When Jesus proclaims Himself “The Good Shepherd”, He is tapping a deep well of Jewish theological identity. It was during the celebration of Hanukkah, the Feast of Dedication, that Jesus uttered these words. During this feast, texts from the OT were regularly read, texts decrying the “bad shepherds” or “false shepherds” that had led to Israel’s ruin time and time again. They spoke against the temple leaders who had given in to their oppressors rather than stand against them (and likely die). They spoke of those who had used their leadership for their own gain. They spoke of those who had failed Israel. Like today’s reading from Zechariah 9-12, they spoke of these failed leaders as “bad shepherds” who had sold or even eaten their own sheep rather than protect, care for, and feed them.

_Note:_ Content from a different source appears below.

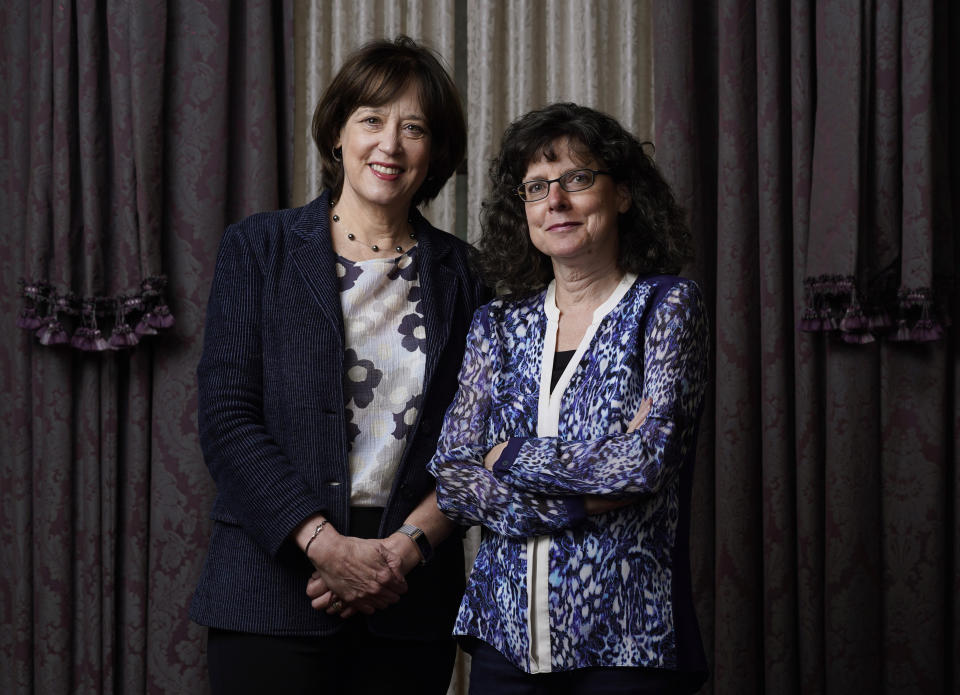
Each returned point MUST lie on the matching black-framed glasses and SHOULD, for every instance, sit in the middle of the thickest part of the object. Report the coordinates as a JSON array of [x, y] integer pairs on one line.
[[570, 181]]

Into the middle of these public readings, Jesus stood and proclaimed that He was “The Good Shepherd” because He would lay down His life for His sheep. In opposition to the other leaders who would use their sheep for their own benefit, Jesus would give Himself to them for their benefit. Jesus proclaimed Himself “The Good Shepherd” and then went on to prove it time and time again.
Who is your shepherd? Who are you following? And no, the answer is never “nobody” or “myself”. We all follow someone. For our fashion choices, our political alliances, our news consumption, and our theological life, we all follow someone. Today, think about these leaders and compare them to Jesus. Are they “Good Shepherds” in the same way that Jesus was, willing to lay down their lives, careers, and reputations for your good? Or are they like the leaders of Jesus day, using you for their own ends?
Whatever your answers to these questions, none of your chosen leaders will compare with Jesus. So why not follow Him, the only shepherd who has proven Himself to be completely “for You” and lived to tell?